Lord Ashcroft has denied any involvement with Mossack Fonseca, the company at the heart of the “Panama Papers”.
Described as an “unprecedented” leak, the papers constitute some 11.5 million files from the fourth biggest offshore law firm in the world, which the Guardian says “show the myriad ways in which the rich can exploit secretive offshore tax regimes”.
The International Consortium of Investigative Journalists alleges that Belize Corporation Services, a subsidiary of Ashcroft’s BCB Holdings, “began using Mossack Fonseca to provide shell corporations for its clients in 2006 when Ashcroft was in the U.K House of Lords”.
In 2006, Belize Bank approached Mossack Fonseca about “doing some business together.” According to an email sent in November 2013, Belize Bank International established a new company whose owners were the Panama firm’s founders, Jurgen Mossack and Ramón Fonseca and partner Christopher Zollinger. The new firm was called M.F. & Co. (Belize) Limited and cooperated with BCS in creating companies and acting as registered agents in Belize.
Writing on behalf of the former Tory deputy chairman and Conservative peer, Lord Ashcroft’s spokesperson Alan Kilkenny told the ICIJ that it is “entirely false” that Lord Ashcroft had “either personally, or through a corporate entity in some way connected to him . . . ‘partnered’ or ‘done business’ with Mossack Foncesa”. He added:
“These allegations are completely untrue, and the events as described never happened.
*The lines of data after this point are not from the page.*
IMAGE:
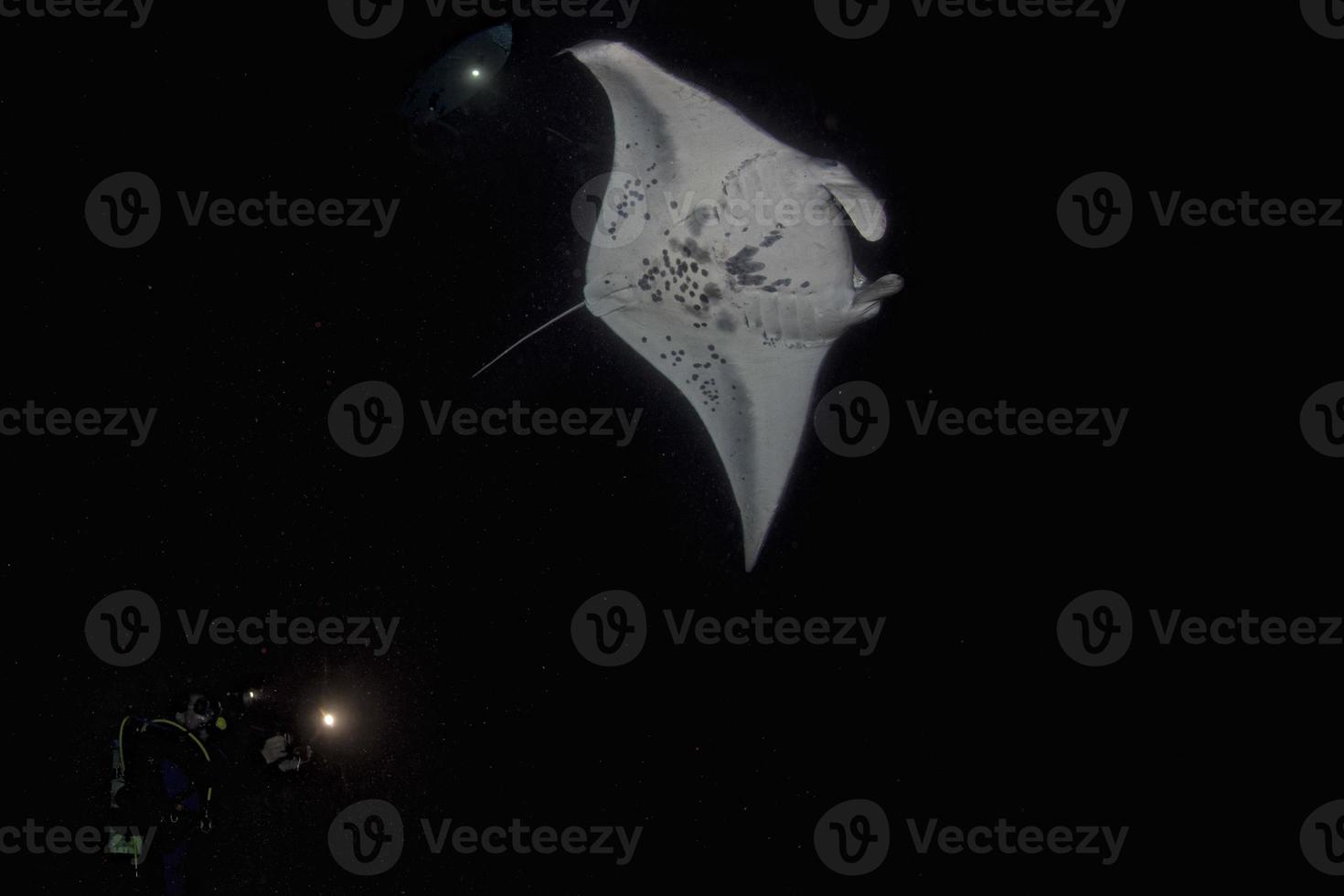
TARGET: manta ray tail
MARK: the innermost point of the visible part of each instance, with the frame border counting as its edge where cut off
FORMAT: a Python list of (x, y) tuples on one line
[(565, 314)]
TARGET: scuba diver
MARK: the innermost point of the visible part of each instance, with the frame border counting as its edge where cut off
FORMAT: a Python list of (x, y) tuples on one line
[(168, 773)]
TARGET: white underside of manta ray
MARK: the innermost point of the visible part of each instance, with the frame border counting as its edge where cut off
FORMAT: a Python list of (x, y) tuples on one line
[(720, 272)]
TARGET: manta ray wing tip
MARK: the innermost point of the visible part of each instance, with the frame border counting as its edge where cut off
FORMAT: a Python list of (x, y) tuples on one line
[(589, 48)]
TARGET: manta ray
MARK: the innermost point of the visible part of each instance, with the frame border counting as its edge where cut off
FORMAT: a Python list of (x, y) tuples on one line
[(722, 258)]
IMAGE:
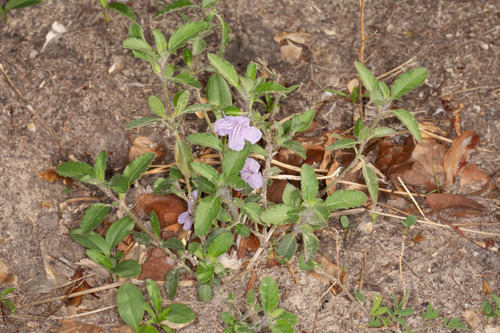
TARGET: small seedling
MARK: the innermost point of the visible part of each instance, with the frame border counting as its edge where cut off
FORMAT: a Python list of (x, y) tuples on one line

The records upon which you claim to rely for those allegations either do not exist or have been falsified”
Ashcroft has previously faced claims of legal tax avoidance after the Guardian reported allegations that he had used offshore holdings in Belize to avoid paying VAT on opinion polls he commissioned for the Conservative party.
Using offshore companies is not illegal in itself, and there are legitimate uses for offshore companies.